Dalam demokrasi ekonomi tidak ada tempat bagi tjiri-tjiri negatif sebagai berikut:

(a) Sistim "free-fight liberalism" jang menumbuhkan eksploitasi terhadap manusia dan bangsa lain dan jang dalam sedjarahnja di Indonesia telah menimbulkan dan mempertahankan kelemahan strukturil dalam posisi Indonesia di-ekonomi dunia;
(b) sistim "etatisme" dalam mana Negara beserta apparatur ekonomi Negara berdominasi penuh dan mendesak serta mematikan potensi serta daja-kreasi unit-unit ekonomi diluar sektor Negara;
(c) monopoli jang merugikan masjarakat.

BAB II.

KEKUATAN EKONOMI POTENSIIL.

Pasal 8.

Indonesia memiliki kekuatan ekonomi potensiil terdiri atas :

(1) potensi dan daja kreasi Rakjat, dan (2) kekajaan alam jang tersedia potensiil. Untuk membuat kekuatan ekonomi potensiil mendjadi kekuatan ekonomi riil, maka kekajaan alam harus digali, diolah dan dibina sedangkan melalui pendidikan dan latihan, maka daja kreasi dan kemampuan Rakjat dapat diperbesar.

Pasal 9.

Pembangunan ekonomi terutama berarti mengolah kekuatan ekonomi potensiil mendjadi kekuatan ekonomi riil melalui penanaman meodal, penggunaan tehnologi, penambahan pengetahuan, peningkatan ketrampilan, penambahan kemampuan berorganisasi dan management.

Pasal 10.

Penanggulangan kemerosotan ekonomi serta pembangunan lebih landjut dari potensi ekonomi, harus didasarkan kepada kemampuan serta kesanggupan Rakjat Indonesia sendiri.
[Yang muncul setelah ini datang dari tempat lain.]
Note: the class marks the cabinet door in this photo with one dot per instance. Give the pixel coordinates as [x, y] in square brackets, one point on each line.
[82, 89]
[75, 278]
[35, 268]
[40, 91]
Akan tetapi azas ini tidak boleh menimbulkan keseganan untuk memanfaatkan potensi-potensi modal, tehnologi dan skill jang tersedia dari luar negeri, selama segala bantuan itu benar-benar diabdikan kepada kepentingan ekonomi Rakjat tanpa mengakibatkan ketergantungan terhadap luar negeri.

BAB III

SKALA PRIOROTAS NASIONAL.

1. UMUM

Pasal 11.

Usaha menanggulangi kemerosotan ekonomi dewasa ini jang sekaligus akan memungkinkan pembangunan ekonomi setjara besar-besaran dihari depan harus menduduki, tempat utama dalam keseluruhan skala prioritas nasional, sehingga kepentingan dalam negeri, chususnja kepentingan ekonomi, harus tegas-tegas didahulukan daripada kepentingan politik luar-negeri.

Pasal 12.

Mengenai projek-projek ekonomi maka patokan utama dalam skala prioritas adalah projek-projek jang menghasilkan barang dan djasa jang sangat diperlukan bagi keperluan Rakjat banjak.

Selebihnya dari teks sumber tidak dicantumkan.